The film chronicles the life of a journalist/documentary filmmaker named Silverio (Daniel Gimenez Cacho), who has returned to Mexico from Los Angeles - where he now lives - with his family for a brief stay. He is to return shortly thereafter to receive a prize for his work, which is surprising since everyone whom he encounters seems to have criticisms of his latest film, which we never exactly get a sense of what it's about.
The film is Fellini-esque in its carnival-like atmosphere. Silverio can't ever just walk down a street or into a TV network - where he is to take part in an interview - but rather his surroundings must constantly be bursting with activity, whether it's scantily-clad women taking part in some sort of dance routine, people walking next to Silverio and attempting to have conversations with him, or surrealist touches such as a man in a chicken costume idling about.

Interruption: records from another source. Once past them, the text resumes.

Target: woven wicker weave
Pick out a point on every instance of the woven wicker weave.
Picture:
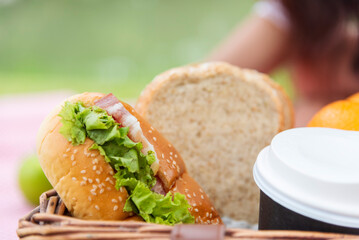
(51, 221)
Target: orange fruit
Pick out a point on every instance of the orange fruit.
(342, 114)
(354, 98)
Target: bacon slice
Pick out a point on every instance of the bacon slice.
(121, 115)
(158, 188)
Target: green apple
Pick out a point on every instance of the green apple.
(32, 180)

One of the film's unfortunate elements is that Silverio appears to be a stand-in for Inarritu himself, which makes one wonder why the character - or director - seems to be second guessing himself in terms of how his audience and adopted country - Inarritu is from Mexico, but lives in the United States - view him. This also falls in line with the Fellini references - in that director's "8 1/2," for example, Marcello Mastroianni's filmmaker character is having trouble coming up with his next film whereas Silverio appears to just be taking a lot of flack in general for his success. But the other issue here is that Silverio engages in a lot of what one could call navel gazing, a charge that could also be directed at this film.

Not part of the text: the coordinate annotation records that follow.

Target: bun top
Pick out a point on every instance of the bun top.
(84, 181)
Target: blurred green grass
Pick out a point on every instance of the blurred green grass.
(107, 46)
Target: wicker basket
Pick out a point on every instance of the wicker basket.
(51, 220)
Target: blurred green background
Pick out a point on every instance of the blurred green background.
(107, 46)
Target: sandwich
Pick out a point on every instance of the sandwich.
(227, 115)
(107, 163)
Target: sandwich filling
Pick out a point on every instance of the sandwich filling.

For every stunning visual - an apartment with sand for a floor, a subway floor covered in water with fish swimming about - there are odd (a scene in which Silverio's head is placed on a youth's body as he speaks to his father in a bathroom) and silly (a discussion with explorer Hernan Cortes on top of a mountain of bodies) scenes that don't register as well.
There's also an ongoing theme involving an infant son that Silverio and his wife lost. In an opening scene, the doctor says that the boy doesn't to be born, so he is pushed back into the womb. Later, there's a visually arresting image in which Silverio and his family drop a pint-sized version of the infant into the ocean and it swims away. However, there's also another that maybe should have been left on the cutting room floor during which Silverio attempts to perform oral sex on his wife, only to find the baby's smiling face looking up at him as it pokes out of her vagina.

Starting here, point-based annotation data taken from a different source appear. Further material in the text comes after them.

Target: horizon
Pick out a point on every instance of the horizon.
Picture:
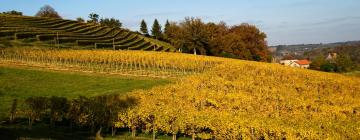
(284, 22)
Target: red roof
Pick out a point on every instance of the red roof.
(303, 62)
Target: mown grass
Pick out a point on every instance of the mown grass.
(22, 82)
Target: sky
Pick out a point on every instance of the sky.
(284, 21)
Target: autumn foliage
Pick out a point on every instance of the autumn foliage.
(242, 41)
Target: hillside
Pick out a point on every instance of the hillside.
(300, 49)
(52, 32)
(217, 97)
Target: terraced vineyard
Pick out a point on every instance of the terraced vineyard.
(58, 31)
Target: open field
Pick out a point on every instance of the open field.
(222, 98)
(24, 82)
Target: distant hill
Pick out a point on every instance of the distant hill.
(52, 32)
(298, 50)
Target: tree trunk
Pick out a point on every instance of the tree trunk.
(174, 136)
(113, 131)
(154, 135)
(133, 132)
(30, 122)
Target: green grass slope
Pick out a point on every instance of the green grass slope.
(22, 83)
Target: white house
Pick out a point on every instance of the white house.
(296, 63)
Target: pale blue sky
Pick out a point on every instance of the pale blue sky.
(284, 21)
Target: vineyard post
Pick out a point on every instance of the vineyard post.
(57, 40)
(114, 43)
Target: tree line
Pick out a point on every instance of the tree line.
(192, 35)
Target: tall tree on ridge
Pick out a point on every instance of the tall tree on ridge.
(94, 18)
(47, 11)
(156, 30)
(143, 28)
(166, 29)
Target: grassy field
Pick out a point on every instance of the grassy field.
(22, 82)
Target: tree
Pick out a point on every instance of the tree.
(47, 11)
(247, 42)
(156, 30)
(13, 12)
(111, 22)
(94, 18)
(317, 62)
(167, 29)
(79, 19)
(37, 105)
(59, 106)
(143, 28)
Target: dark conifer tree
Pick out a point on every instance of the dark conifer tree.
(156, 30)
(143, 28)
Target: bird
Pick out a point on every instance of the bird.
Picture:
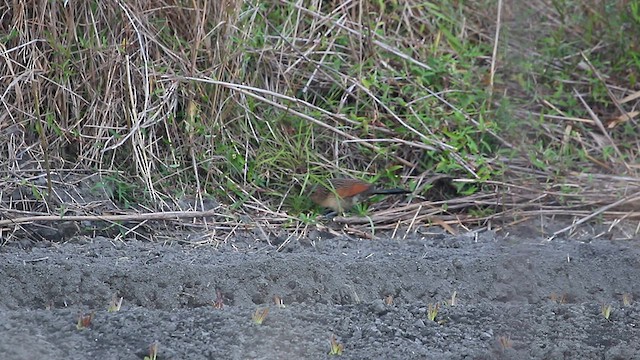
(343, 193)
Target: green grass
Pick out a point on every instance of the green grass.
(253, 105)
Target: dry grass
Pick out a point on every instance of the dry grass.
(228, 111)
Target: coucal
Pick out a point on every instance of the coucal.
(342, 194)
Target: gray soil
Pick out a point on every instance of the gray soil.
(517, 297)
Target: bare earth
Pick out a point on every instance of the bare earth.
(518, 297)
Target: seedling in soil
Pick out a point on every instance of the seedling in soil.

Inarritu is a two-time Best Director winner whose later work has greatly varied in terms of the types of stories he has told - "Birdman" was a behind-the-scenes look at the theater world, while "The Revenant" was a visually stunning survival tale - but the one constant has been that his films are visually gorgeous and feature virtuoso camerawork. "Birdman," for example, was shot in such a way that it appears to be one single shot.
"Bardo" doesn't stray too far from those aforementioned characteristics - we get everything from fish-eye lenses to long tracking shots through bustling locales - but what's missing is the storytelling that made those previous films strong. There are political diatribes, attacks on modern internet culture (although I can't argue with those), historical lessons, and much more - but these disparate elements rarely cohere successfully.
Inarritu's latest often features interesting things going on in each of its frames, but it has the vibe of someone stuffing all their thoughts and feelings into one movie without knowing exactly what the sum total is meant to convey. It's not a bad movie - just a very busy one that will likely impress with its technical prowess, while at the same time make viewers wonder why these particular scenes are all strung together in one long movie.